Inspector General State

When Hillary Clinton was first nominated to be Secretary of State there were concerns regarding conflicts of interest and the risk of corruption. Clinton entered into an agreement in which she would disclose all the donors to the Clinton Foundation. Clinton failed to release this information regarding donors as she agreed, and also acted unethically with both the Clinton Foundation and her husband receiving money from parties which Clinton was making decisions regarding at the State Department.

After the email scandals of during the Bush administration, Barack Obama initiated stronger rules regarding use of email. Clinton proceeded to violate these rules, along with older rules dealing with government transparency.

Ethical and legal violations in government agencies are handled by the Inspector General’s office. The office was kept vacant when Clinton was Secretary of State. Since her  actions at the State Department became public, the FBI has been brought in to investigate both her use of a private email server and financial issues regarding the Clinton Foundation at the request of two Inspectors General.

Hillary Clinton loves to claim that all her problems are the result of a vast right wing conspiracy against her. That is getting harder to claim when many of the news reports are coming from the liberal media, and when her actions are being investigated by Inspectors General in the Obama administration plus the FBI in the Obama administration.
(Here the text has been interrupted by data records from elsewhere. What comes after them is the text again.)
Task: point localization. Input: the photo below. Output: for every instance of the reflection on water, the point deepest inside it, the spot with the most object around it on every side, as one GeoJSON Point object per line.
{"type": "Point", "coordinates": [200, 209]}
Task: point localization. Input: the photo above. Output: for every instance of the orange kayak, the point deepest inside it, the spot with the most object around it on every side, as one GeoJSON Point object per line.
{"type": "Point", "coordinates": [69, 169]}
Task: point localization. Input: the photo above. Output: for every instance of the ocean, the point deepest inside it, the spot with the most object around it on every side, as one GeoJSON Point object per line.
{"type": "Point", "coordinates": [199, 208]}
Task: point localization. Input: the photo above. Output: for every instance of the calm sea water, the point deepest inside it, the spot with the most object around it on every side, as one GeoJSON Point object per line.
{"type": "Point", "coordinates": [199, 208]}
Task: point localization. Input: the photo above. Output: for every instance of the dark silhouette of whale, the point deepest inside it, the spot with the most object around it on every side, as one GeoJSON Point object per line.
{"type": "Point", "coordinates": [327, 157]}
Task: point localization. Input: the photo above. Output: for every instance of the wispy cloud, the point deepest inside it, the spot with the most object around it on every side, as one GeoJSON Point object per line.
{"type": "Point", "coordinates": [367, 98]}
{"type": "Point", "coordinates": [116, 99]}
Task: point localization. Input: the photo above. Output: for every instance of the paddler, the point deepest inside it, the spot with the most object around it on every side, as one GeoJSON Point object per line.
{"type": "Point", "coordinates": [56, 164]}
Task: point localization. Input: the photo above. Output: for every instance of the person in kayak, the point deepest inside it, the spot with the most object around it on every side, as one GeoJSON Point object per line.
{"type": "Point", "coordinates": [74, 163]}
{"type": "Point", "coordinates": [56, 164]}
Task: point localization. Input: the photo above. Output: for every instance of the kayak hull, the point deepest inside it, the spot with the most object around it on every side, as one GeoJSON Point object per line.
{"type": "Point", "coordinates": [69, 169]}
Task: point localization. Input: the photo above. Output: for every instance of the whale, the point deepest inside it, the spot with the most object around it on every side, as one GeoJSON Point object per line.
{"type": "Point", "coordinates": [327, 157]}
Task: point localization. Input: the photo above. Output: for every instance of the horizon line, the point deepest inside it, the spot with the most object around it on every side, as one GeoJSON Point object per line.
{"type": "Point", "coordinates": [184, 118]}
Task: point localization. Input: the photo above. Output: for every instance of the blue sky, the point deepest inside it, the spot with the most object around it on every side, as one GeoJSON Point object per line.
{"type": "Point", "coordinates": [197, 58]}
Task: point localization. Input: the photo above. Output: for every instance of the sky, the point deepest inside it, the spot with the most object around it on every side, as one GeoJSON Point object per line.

What the Clinton camp makes up in chutzpah what they lack in integrity. The Hill reports that the chairman of Clinton’s presidential campaign is now attacking the Inspector General:

John Podesta, the chairman of Hillary Clinton’s presidential campaign, says there are “serious questions” about the integrity of the State Department Office of Inspector General (OIG).

The OIG is locked in an increasingly contentious fight with Clinton’s campaign on a host of issues, including her use of a private email account during her time as secretary of State.

It has also reportedly subpoenaed the Clinton Foundation for documents related to charity projects and is investigating close Clinton aide Huma Abedin’s work as a “special government consultant” while she worked at State.

A source within the OIG contacted The Hill claiming that the office has grown increasingly partisan, accusing it of having an “anti-Clinton” bias. ..

An OIG official strongly disputed the source’s account.

“Partisan politics play no role in OIG’s work,” the spokesman said Monday…

Clinton campaign officials have argued that the various OIG probes are simply intended to hurt Clinton’s presidential campaign.

“They have mounted several different fishing expedition-style investigations since she decided to run for president,” Clinton spokesman Brian Fallon told CNN’s Wolf Blitzer last month. “There’s no basis to any of them, and I think that it’s intended to create headwinds for her campaign.”

This is  getting increasingly Nixonian, reminiscent of the means employed by Richard Nixon to stonewall investigations of his criminal acts while president. It is quite troubling to see Clinton’s campaign stoop to such tactics when there is already substantial evidence of ethical violations, violations of regulations intended to promote the publics’ right to know what is occurring in the government, along with possible criminal violations.

The manner in which Clinton kept the Inspector General’s office vacant while she was Secretary of State, and her campaign is now attacking the office for investigating her conduct, also raises serious questions regarding corruption which might occur in the Executive Branch should Clinton be elected. She has made it clear that she does not accept the conventional channels used to reduce government corruption.